Scouting Report: Nick Gordon is a player that I've seen a ton over the past two years. Gordon attends many showcases and played on a stacked 2012 Olympia HS roster with first rounders RHP Walker Weickel (Padres) and OF Jesse Winker (Reds) along with Braves over slot OF Connor Lien ($375,000). Olympia has also in recent years produced six more draftees, including Mariners SS of the future Brad Miller, who went to Clemson before becoming a 2nd round pick. Gordon's father is former MLB All-Star closer Tom "Flash" Gordon, who is visible at almost every game or showcase his son attends. Gordon has still more pedigree as his brother Dee is a Dodgers shortstop and there are some physical similarities though it's obvious Nick has a much more physical build, hopefully allowing him to get past some of the strength issues that have held Dee back. Gordon is preferred by scouts as a shortstop prospect but is also a legitimate top few rounds pitcher as well, sitting 90-92 and hitting 94 mph with an above average curveball as a junior in high school.

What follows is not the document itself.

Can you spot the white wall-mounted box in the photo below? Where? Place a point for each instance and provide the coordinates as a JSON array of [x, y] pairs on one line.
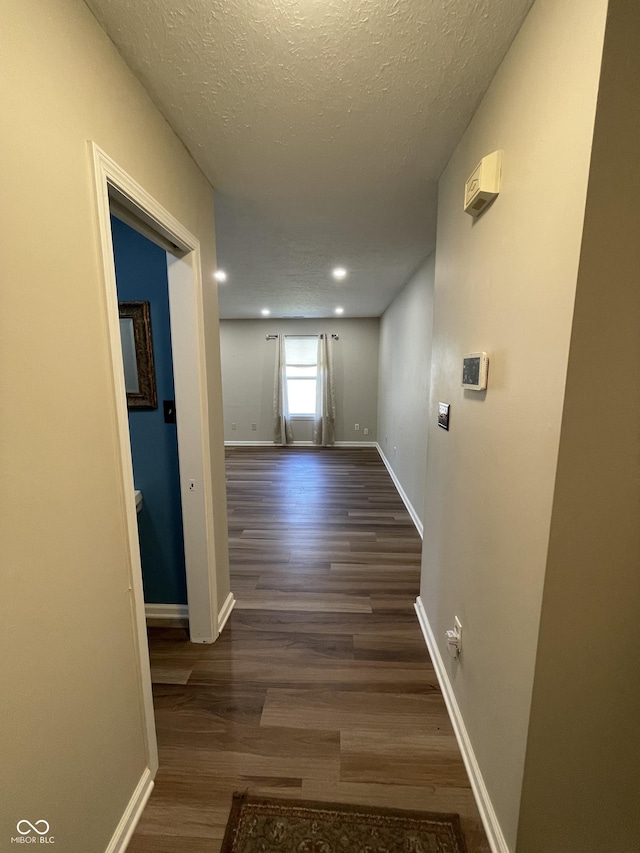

Gordon has shown progress each time I've seen him, as he's slowly growing into his frame and adding strength. Given his younger brother's build, that will always be a question for Nick, but it looks like he should still add another 10-15 pounds and that weight and physical maturity is key for him. He's got good bat speed, more power than any of the true shortstops in the class, foot speed and arm strength, but he's still a little rough in some areas and I think there's another gear that could come, possibly this spring. As a lefty bat, Gordon has an upright stance and a loose swing that slashes line drives to all fields, along with feel to do the same in games. He's more of a gap-to-gap, 8-10 homers and a lot of doubles type hitter right now, but as I said above, I think there's a notch better power and bat speed if he can put on more weight. Defensively, he's very good at shortstop, with true actions, good hands and an above average to plus arm. Gordon is an above average to plus runner but isn't as quick laterally and his feet can get choppy at times. The defensive standard for shortstops is very high and Gordon is just short of it for me, but I'd rather wait a year and see where he is before I declare he's a second base/center field fit.